Xilinx has just rolled out a set of new and unexpected highly-competitive and well-positioned devices – both FPGAs (Artix) and SoCs (Zynq). The new families – based on current process nodes and with modernized sets of peripherals and interfaces – are guaranteed to cause heartburn for competitors who have been playing aggressively while the cat was away. Well, the cat is back and it may be time to fortify those mouse holes.

Newly announced are a smaller, cost-optimized member of the Zynq SoC/FPGA family (Xilinx simply calls Zynq an SoC, but their primary differentiation is their on-chip FPGA fabric integrated with a multi-core ARM processing system and beefy I/O. The new Zynq and Artix devices are built on Xilinx’s UltraScale+ technology base, fabricated on TSMC’s 16nm process – offering significant improvements in performance-per-watt, form factor, and thermals, as well as scalability across Xilinx’s entire UltraScale+ portfolio from high-end Virtex, Kintex, and Zynq devices down to the smallest new offerings.

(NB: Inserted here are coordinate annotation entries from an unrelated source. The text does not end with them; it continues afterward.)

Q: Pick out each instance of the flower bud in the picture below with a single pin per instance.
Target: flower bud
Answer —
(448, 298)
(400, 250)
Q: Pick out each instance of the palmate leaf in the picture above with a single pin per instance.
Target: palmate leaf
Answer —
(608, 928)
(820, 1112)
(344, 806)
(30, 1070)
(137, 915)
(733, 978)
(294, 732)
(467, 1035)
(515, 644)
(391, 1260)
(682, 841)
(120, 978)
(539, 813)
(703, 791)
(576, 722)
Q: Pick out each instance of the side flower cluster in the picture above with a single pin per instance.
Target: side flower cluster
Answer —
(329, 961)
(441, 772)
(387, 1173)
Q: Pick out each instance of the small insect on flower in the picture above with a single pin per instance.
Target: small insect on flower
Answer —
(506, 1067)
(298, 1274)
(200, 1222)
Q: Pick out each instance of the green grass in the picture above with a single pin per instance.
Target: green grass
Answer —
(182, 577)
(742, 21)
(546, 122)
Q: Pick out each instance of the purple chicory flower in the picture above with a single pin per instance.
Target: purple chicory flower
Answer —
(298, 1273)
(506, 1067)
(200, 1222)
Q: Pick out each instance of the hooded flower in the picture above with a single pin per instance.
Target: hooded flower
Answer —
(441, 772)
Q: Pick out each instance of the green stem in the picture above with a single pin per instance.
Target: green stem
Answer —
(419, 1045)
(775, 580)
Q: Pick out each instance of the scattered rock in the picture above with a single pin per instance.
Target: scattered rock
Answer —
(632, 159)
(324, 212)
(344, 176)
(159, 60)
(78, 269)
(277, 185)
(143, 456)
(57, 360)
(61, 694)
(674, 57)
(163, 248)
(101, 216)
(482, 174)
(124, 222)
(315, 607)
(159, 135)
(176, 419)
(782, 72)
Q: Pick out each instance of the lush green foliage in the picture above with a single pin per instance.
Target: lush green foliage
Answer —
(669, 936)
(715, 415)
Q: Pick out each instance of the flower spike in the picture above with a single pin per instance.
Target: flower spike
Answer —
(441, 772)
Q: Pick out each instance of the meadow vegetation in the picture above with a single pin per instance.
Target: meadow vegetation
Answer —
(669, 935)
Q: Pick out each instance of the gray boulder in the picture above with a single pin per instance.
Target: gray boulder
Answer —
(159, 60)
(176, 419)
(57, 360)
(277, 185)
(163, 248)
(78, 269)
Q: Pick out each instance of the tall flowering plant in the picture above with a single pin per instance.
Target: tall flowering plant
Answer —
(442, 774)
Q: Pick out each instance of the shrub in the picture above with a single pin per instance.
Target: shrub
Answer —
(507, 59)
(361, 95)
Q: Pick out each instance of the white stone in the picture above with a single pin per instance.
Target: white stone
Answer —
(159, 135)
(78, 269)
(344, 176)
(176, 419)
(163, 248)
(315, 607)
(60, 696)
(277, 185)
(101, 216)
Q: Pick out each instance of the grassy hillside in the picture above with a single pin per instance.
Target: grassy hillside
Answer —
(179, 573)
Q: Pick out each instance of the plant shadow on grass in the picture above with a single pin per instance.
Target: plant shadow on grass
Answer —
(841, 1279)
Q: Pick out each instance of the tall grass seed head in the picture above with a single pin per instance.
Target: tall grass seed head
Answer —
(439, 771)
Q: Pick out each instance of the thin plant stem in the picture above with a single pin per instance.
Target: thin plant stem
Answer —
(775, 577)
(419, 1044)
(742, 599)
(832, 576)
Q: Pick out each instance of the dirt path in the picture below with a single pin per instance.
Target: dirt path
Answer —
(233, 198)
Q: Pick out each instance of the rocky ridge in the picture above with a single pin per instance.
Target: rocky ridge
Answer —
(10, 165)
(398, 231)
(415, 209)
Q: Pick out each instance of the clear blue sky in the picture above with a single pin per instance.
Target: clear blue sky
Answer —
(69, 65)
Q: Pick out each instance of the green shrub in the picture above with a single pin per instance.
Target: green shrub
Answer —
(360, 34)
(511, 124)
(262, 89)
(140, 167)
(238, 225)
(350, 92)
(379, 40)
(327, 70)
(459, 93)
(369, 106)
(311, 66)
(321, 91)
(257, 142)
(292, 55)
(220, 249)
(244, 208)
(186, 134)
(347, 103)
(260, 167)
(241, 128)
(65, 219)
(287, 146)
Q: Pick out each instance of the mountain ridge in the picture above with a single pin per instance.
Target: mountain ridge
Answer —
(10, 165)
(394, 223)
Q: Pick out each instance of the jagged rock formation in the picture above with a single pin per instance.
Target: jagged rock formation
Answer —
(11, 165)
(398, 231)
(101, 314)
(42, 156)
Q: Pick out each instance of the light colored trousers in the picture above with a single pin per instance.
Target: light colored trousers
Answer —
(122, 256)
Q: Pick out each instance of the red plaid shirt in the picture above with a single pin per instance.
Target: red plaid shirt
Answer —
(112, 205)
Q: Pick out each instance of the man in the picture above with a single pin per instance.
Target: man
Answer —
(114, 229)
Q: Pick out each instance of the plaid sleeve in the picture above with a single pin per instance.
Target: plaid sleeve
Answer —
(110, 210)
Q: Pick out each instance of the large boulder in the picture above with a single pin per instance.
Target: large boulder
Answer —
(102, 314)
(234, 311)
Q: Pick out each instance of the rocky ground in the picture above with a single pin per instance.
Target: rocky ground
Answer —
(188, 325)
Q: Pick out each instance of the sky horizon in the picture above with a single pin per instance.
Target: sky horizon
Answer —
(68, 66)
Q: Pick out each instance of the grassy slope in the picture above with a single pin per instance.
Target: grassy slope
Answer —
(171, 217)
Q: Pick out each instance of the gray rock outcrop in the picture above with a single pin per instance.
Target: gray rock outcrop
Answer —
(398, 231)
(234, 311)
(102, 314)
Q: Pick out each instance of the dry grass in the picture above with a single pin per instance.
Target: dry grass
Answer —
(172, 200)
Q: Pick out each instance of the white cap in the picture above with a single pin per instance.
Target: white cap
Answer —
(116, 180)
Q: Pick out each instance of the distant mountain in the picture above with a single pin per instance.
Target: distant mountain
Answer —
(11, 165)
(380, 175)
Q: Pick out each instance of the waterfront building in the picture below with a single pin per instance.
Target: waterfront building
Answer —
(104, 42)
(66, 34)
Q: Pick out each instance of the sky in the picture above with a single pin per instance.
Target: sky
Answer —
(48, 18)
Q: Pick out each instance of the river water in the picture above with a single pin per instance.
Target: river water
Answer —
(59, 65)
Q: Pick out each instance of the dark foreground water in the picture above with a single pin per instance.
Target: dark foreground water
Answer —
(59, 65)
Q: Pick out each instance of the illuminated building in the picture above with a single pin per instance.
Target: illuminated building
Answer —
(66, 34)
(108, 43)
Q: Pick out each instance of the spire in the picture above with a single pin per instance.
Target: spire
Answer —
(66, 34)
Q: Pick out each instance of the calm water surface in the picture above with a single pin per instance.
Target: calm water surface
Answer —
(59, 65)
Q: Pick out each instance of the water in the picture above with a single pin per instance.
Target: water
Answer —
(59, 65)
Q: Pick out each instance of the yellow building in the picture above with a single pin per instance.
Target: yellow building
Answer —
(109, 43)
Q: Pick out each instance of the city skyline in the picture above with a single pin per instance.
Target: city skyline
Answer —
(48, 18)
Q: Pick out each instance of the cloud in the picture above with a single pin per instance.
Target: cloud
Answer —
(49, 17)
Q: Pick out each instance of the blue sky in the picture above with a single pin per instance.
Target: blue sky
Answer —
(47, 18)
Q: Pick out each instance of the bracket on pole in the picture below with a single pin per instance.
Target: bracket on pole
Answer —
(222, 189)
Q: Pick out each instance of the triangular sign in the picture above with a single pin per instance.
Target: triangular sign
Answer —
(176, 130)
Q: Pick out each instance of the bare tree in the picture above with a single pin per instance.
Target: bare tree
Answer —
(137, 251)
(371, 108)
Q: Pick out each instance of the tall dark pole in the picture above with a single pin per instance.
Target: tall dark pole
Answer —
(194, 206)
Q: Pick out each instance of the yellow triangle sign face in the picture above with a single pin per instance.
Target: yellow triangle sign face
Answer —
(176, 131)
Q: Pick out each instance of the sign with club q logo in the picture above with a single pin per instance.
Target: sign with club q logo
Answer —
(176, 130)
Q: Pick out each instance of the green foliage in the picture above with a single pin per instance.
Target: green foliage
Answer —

On the Zynq front, Xilinx heard a lot of demand for a smaller device that would use less power and fit in smaller form factors but still deliver the needed performance and features for edge applications. In response, they designed the new ZU1, which scales back the amount of programmable logic fabric and memory a bit, while maintaining the IO, DSP, and ARM processing system sizes. The result is a device that uses 40% less power (with only 20% less programmable logic fabric). The device has a “deep sleep” mode that allows selective power-down of islands resulting in a minimum static draw as low as 180 nanowatts.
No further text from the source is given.